Ultimately, Indianapolis won the sculptures in November 1958. Elmer Taflinger, described as the "grand old man of Indiana art", had presented a plan to move the sculptures and part of the St. Paul Building's lower facade to Holliday Park. Before Indianapolis won the sculptures, Taflinger had proposed moving them to Indiana University Medical Center or to a bridge over the White River. The statues were removed in early 1959. After sitting in boxes for two years, the sculptures were installed in Holliday Park in 1960, atop columns made specifically to house them, as part of a grouping called The Ruins. However, the sculptures and facade then became dilapidated, and by 1970, Western Electric had expressed regret at the decision to give the sculptures and facade to Indianapolis. The facade and the rest of The Ruins were cleaned up and formally dedicated in 1973. After another period of deterioration, the St. Paul Building facade was restored again in 2016.

==Critical reception==
Reviews of the St. Paul Building were mostly negative. One critic characterized it as having "perhaps the least attractive design of all New York's skyscrapers", second only to the Shoe & Leather Bank Building at Broadway and Chambers Street. The Real Estate Record and Guide stated in 1897 that "in execution it has the look of arbitrariness and caprice which is always unfortunate in a work of architecture, and which is, perhaps, especially injurious in a tall building". Another critic for the Real Estate Record and Guide, writing in 1898, characterized the St. Paul and Park Row Buildings as "two domineering structures [that] swear at each other". The unnamed critic characterized the top stories of the St. Paul Building as well designed, compared to the Park Row Building's cupolas. However, the critic also lambasted the "impossible 'realism'" of Bitter's figures on the St. Paul Building's facade, as contrasted with J. Massey Rhind's sculptures on the Park Row Building's facade. Critic Jean Schopfer called the St. Paul Building "mediocre", as compared with other skyscrapers like the "detestable" Park Row Building or the "interesting" American Surety Building.

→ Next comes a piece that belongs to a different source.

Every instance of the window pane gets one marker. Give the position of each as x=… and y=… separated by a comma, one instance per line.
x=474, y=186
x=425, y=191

Post himself was opposed to skyscrapers of over 300 ft, even including the St. Paul Building, due to his concerns that wind and fire could overcome such tall structures. As he told The New York Times, he ironically had been involved in two buildings that had introduced skyscraper innovations: the Equitable Life Building, the first to use elevators, and the New York Produce Exchange building, the first to use fireproof floors upon iron cages. The Real Estate Record commented that the St. Paul Building had offered Post "the occasion to say 'I told you so' at his own expense".